Question

scRNA-seq gene expressions from small number of cells

0

Entering edit mode

2.9 years ago

mvis1231 ▴ 120

Hi,

I am working on the clustering analysis of 10X scRNA-seq data using Seurat.

In my first analysis, about 7,000 cells were used for clustering, and the total number of features was about 15k. I identified "A gene" was not highly expressed (its violin plot was almost blank. Just a bar indicated its expression) across all 10 clusters.

And then, just to take a closer look at the cells in Cluster 1, I extracted the raw counts from the cells from Cluster 1 and reran the clustering analysis using 400 cells (same sequencing depth of 15k). In this 2nd analysis, "A gene" became highly expressed (its violin plot showed some colored areas) in one cluster, but that cluster only included about 10 cells.

In this case, I am pretty sure we cannot just rely on the high expression of the gene in the 2nd analysis, because it was driven from very few cells (10 cells in this case).

At this point, I was wondering how the number of cells affects the gene expressions. Also, in general, to get relatively more stable gene expressions, how much of cells do we need? (Sequencing depth could be another important factor to answer this question?)
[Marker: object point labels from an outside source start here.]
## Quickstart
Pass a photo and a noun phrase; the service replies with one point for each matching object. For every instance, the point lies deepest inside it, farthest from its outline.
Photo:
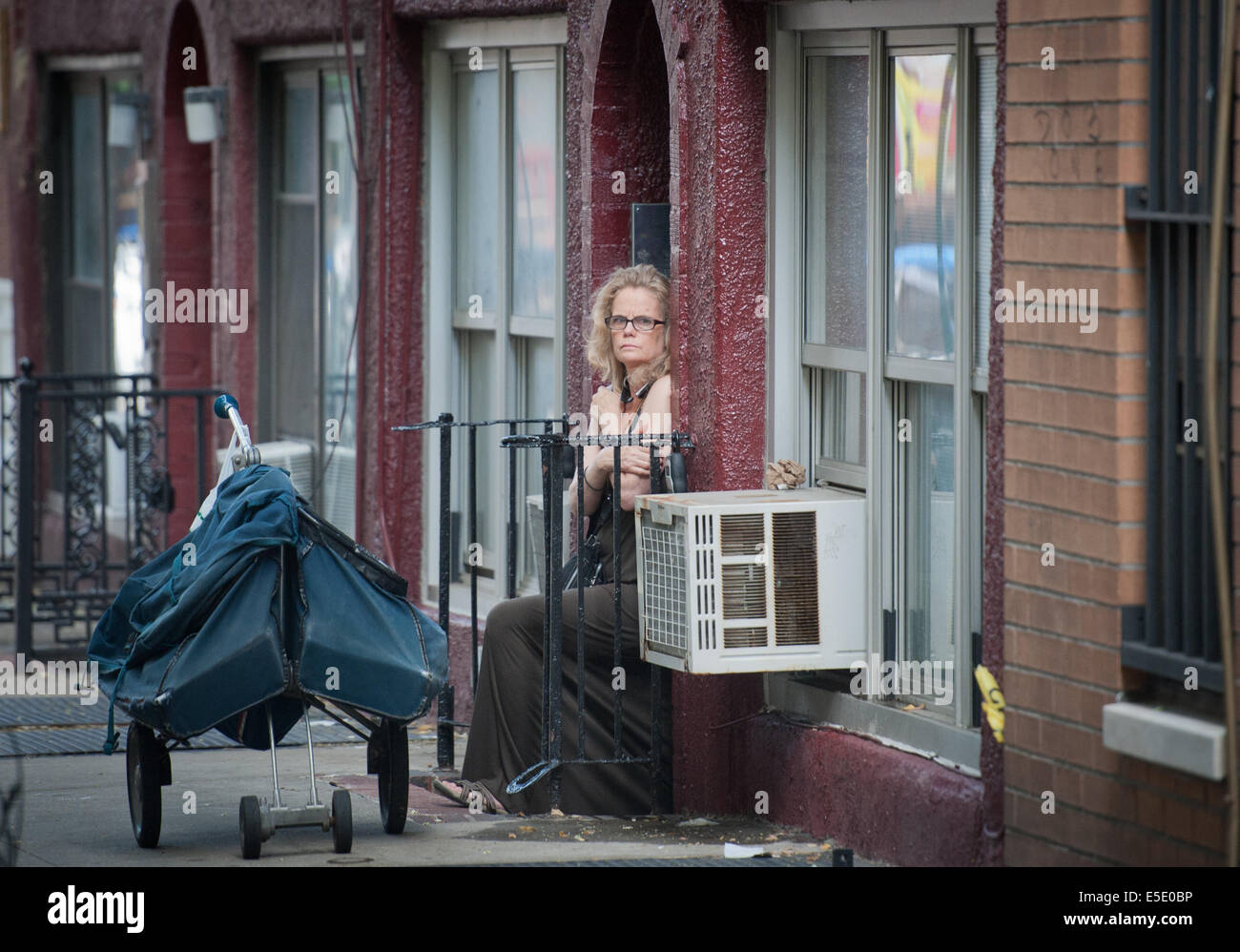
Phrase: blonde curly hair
(598, 339)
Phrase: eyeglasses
(618, 322)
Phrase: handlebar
(227, 409)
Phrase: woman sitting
(628, 344)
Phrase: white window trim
(519, 40)
(309, 51)
(497, 32)
(92, 63)
(789, 390)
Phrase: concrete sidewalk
(75, 814)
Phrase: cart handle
(227, 409)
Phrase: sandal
(459, 793)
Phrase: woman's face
(633, 347)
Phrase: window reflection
(922, 207)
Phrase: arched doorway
(184, 351)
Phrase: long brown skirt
(506, 731)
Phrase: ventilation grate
(744, 637)
(744, 591)
(742, 534)
(665, 582)
(794, 543)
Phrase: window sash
(300, 404)
(885, 372)
(519, 340)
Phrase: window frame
(66, 75)
(508, 45)
(280, 69)
(878, 30)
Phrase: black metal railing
(88, 465)
(1177, 628)
(561, 455)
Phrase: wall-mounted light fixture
(206, 113)
(128, 115)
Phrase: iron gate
(91, 466)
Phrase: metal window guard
(69, 588)
(562, 455)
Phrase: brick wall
(1075, 449)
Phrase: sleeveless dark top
(628, 547)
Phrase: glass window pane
(926, 525)
(538, 382)
(339, 301)
(478, 351)
(298, 155)
(87, 176)
(125, 214)
(294, 347)
(986, 93)
(842, 417)
(921, 218)
(836, 189)
(476, 157)
(339, 258)
(533, 193)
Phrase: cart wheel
(395, 776)
(341, 820)
(143, 753)
(251, 828)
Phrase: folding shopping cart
(260, 612)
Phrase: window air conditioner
(536, 530)
(752, 580)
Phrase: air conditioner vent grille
(744, 637)
(794, 543)
(742, 534)
(665, 580)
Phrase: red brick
(1100, 499)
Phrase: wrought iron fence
(1177, 626)
(90, 466)
(561, 456)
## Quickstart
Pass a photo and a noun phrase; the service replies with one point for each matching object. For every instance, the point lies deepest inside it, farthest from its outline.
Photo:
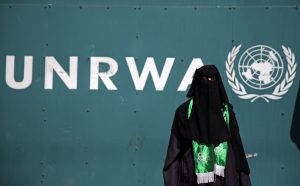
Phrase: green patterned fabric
(209, 160)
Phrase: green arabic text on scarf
(209, 160)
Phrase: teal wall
(85, 137)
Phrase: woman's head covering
(206, 122)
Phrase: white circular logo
(261, 67)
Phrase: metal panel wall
(64, 136)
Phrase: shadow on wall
(295, 128)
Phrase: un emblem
(261, 67)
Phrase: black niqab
(206, 122)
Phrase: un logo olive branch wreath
(279, 90)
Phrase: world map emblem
(261, 67)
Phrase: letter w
(149, 67)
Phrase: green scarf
(209, 160)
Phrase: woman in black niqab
(206, 125)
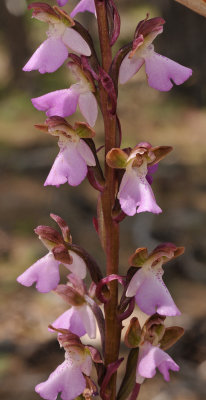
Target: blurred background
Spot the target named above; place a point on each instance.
(28, 352)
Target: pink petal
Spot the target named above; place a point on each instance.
(48, 57)
(67, 379)
(61, 102)
(58, 174)
(136, 282)
(61, 3)
(153, 296)
(68, 166)
(129, 67)
(71, 319)
(84, 5)
(86, 366)
(78, 266)
(88, 107)
(129, 195)
(161, 70)
(88, 320)
(86, 153)
(75, 41)
(147, 199)
(45, 272)
(152, 357)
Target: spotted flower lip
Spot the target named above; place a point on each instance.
(74, 156)
(161, 71)
(79, 320)
(64, 102)
(45, 271)
(68, 379)
(135, 193)
(151, 294)
(149, 359)
(83, 5)
(52, 53)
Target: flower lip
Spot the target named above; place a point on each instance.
(146, 26)
(43, 12)
(82, 76)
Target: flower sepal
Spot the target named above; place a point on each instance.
(132, 337)
(171, 336)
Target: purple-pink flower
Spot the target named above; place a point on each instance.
(64, 102)
(68, 379)
(151, 294)
(135, 193)
(161, 71)
(149, 359)
(74, 156)
(54, 51)
(45, 272)
(79, 320)
(83, 5)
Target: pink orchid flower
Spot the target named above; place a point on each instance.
(79, 320)
(45, 272)
(161, 71)
(135, 193)
(75, 155)
(83, 5)
(54, 51)
(151, 294)
(149, 359)
(68, 379)
(64, 102)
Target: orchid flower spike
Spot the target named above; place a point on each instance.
(74, 156)
(68, 379)
(135, 192)
(45, 272)
(61, 36)
(64, 102)
(151, 294)
(152, 339)
(149, 359)
(79, 319)
(83, 5)
(161, 71)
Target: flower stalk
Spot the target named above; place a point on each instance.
(112, 325)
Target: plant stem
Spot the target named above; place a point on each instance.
(113, 327)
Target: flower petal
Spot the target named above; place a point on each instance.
(147, 199)
(84, 5)
(68, 166)
(66, 379)
(88, 107)
(129, 67)
(61, 102)
(48, 57)
(88, 320)
(135, 283)
(161, 70)
(58, 174)
(78, 266)
(75, 41)
(86, 153)
(71, 319)
(62, 3)
(153, 296)
(152, 357)
(129, 195)
(45, 272)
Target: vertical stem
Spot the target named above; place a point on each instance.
(113, 328)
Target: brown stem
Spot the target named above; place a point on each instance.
(113, 327)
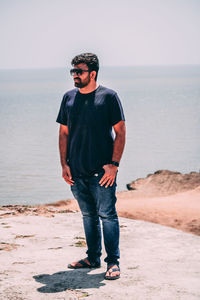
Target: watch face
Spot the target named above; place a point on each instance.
(115, 163)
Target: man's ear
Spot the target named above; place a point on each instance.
(93, 74)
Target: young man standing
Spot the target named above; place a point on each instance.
(90, 157)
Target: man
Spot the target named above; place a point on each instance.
(90, 158)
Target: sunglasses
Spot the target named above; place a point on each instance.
(77, 71)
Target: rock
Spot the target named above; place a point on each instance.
(165, 182)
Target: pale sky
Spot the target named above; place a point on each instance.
(49, 33)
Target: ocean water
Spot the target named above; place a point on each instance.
(162, 110)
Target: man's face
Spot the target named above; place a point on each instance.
(82, 80)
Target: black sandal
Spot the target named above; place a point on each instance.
(111, 270)
(84, 265)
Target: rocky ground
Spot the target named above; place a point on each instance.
(157, 262)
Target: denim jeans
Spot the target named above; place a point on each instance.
(97, 202)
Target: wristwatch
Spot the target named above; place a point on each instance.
(115, 163)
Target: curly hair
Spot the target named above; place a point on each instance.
(90, 59)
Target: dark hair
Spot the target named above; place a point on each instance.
(90, 59)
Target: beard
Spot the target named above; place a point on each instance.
(81, 83)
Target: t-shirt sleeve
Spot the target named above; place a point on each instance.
(117, 113)
(62, 115)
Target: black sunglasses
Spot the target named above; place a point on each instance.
(77, 71)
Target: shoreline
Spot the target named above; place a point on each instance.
(180, 210)
(167, 198)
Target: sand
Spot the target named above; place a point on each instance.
(157, 262)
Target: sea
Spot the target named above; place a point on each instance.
(162, 110)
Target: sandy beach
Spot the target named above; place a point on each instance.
(157, 262)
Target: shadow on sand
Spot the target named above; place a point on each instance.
(75, 279)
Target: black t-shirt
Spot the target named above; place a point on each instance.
(90, 118)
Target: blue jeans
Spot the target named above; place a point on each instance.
(97, 202)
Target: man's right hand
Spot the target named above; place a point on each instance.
(66, 174)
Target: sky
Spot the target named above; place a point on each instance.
(49, 33)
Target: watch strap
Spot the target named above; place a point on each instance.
(115, 163)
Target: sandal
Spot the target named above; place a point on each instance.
(84, 264)
(111, 270)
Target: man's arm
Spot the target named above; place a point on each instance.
(63, 139)
(119, 143)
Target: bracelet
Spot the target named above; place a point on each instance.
(115, 163)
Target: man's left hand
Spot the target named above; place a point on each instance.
(109, 175)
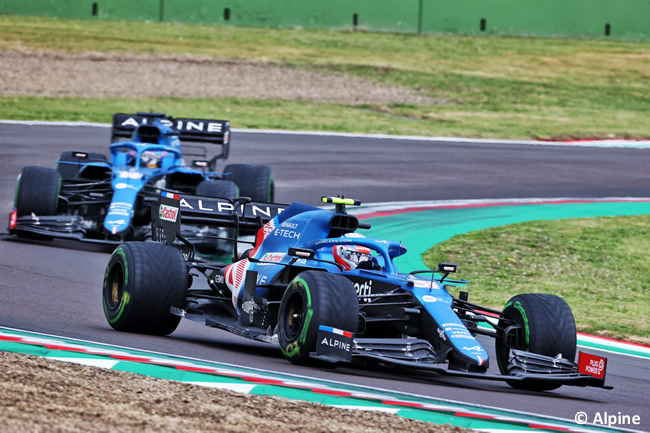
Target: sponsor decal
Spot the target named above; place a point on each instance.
(284, 233)
(130, 175)
(334, 342)
(423, 284)
(273, 257)
(170, 195)
(120, 208)
(168, 213)
(187, 125)
(116, 222)
(473, 348)
(13, 219)
(364, 289)
(592, 365)
(123, 185)
(235, 277)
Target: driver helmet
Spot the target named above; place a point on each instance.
(349, 256)
(150, 159)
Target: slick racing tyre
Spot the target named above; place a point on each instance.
(143, 281)
(37, 191)
(69, 165)
(312, 299)
(548, 328)
(254, 181)
(210, 243)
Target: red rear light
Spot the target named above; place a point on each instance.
(13, 219)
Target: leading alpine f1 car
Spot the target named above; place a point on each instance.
(92, 199)
(326, 294)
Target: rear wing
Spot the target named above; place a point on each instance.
(242, 214)
(192, 130)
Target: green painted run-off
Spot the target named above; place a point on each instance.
(623, 19)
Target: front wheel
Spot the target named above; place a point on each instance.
(312, 299)
(143, 281)
(548, 328)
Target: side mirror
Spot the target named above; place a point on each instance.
(201, 163)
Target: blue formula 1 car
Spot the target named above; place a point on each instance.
(94, 199)
(328, 295)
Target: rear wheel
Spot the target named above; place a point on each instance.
(37, 191)
(548, 328)
(312, 299)
(143, 281)
(254, 181)
(69, 164)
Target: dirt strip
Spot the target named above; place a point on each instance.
(41, 395)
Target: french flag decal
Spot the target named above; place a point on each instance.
(171, 195)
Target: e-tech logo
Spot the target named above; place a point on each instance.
(364, 289)
(168, 213)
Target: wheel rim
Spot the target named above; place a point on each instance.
(115, 286)
(295, 316)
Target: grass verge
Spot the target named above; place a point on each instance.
(598, 265)
(488, 87)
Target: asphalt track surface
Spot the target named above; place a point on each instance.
(56, 288)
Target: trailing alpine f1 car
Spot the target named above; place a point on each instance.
(94, 199)
(328, 295)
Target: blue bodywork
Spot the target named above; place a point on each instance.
(308, 227)
(131, 171)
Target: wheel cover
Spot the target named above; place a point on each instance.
(295, 318)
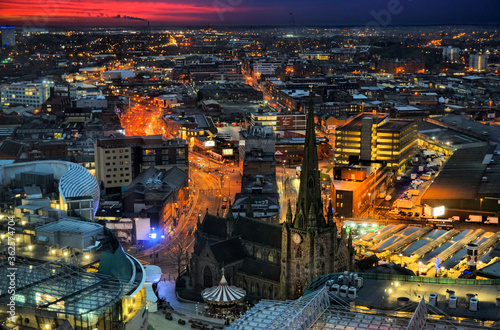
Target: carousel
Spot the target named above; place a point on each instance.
(224, 301)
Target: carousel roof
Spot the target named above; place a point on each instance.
(223, 293)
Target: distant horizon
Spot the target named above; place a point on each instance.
(250, 26)
(199, 13)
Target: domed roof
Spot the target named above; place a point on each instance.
(223, 293)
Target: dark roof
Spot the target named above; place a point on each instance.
(396, 125)
(490, 271)
(355, 123)
(261, 269)
(175, 177)
(11, 148)
(390, 268)
(229, 251)
(213, 225)
(460, 177)
(258, 232)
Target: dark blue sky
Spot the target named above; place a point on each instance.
(248, 12)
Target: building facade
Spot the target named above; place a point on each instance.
(451, 54)
(119, 160)
(22, 93)
(478, 62)
(376, 137)
(8, 36)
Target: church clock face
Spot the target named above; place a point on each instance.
(297, 238)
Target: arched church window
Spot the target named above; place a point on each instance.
(298, 252)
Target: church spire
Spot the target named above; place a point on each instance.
(289, 215)
(230, 221)
(309, 190)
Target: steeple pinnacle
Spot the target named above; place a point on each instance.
(309, 190)
(289, 215)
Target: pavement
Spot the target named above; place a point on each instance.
(181, 310)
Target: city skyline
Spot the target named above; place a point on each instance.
(245, 12)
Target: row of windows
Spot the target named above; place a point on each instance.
(118, 181)
(114, 175)
(121, 163)
(115, 151)
(116, 169)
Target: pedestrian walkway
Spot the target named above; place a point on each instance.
(181, 310)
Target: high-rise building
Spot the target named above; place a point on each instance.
(267, 68)
(23, 93)
(375, 137)
(119, 160)
(310, 243)
(8, 36)
(478, 62)
(451, 54)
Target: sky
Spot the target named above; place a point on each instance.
(46, 13)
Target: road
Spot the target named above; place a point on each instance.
(208, 193)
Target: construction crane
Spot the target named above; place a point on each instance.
(296, 33)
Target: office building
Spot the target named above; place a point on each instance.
(8, 36)
(23, 93)
(119, 160)
(478, 62)
(451, 54)
(355, 188)
(376, 137)
(265, 68)
(280, 121)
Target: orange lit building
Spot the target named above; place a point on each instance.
(400, 67)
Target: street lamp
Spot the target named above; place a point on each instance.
(152, 236)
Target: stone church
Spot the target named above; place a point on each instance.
(274, 261)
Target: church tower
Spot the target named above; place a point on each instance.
(311, 245)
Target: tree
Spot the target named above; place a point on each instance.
(199, 96)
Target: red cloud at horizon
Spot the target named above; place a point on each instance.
(106, 12)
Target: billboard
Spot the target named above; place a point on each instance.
(142, 229)
(286, 121)
(227, 152)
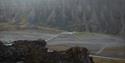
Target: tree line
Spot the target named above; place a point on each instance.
(106, 16)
I am not a bio major, so my biological knowledge is pretty limited. Any answer will be much appreciated. Thank you very much.

scRNA-seq gene expression cells • 2.3k views

ADD COMMENT • link updated 2.9 years ago by jared.andrews07 ★ 16k • written 2.9 years ago by mvis1231 ▴ 120

score 1 · Accepted Answer · 2021-05-12

This is an interesting question, and I'm not sure anyone has determined the answer. It will depend to a large extent on the number of reads for each cell. The number of genes expressed per cell is typically much higher than what is captured, but one must keep in mind the relatively low number of reads per cell in 10X experiments (50k is a common target). This results in many more lowly expressed transcripts not getting sequenced at all just because of the stoichiometry involved. 10X scRNA-seq is quite sparse and discrepancies are compensated for by the high number of cells profiled, the idea being that it's no big deal if you don't capture a gene in one cell, as you'll (hopefully) catch it in another of the same type/state. Many genes only have 1-2 reads mapped to them for a given cell. Ultimately, you end up comparing clusters/populations of cells rather than individual cells to each other, so this is okay.

Other single cell platforms (e.g. SmartSeq2) tend to more faithfully capture the transcriptome of each cell, but the tradeoff is that they profile a much lower number of cells (a few hundred).

However, a cluster of 10 cells for 10X data is very small. This doesn't mean that there is inherently anything wrong or unreliable about them, just that you should take care not to base too much off so few cells when sparsity is so prevalent in 10X data. If they have robust cell markers and pass QC measures, they may be a real population.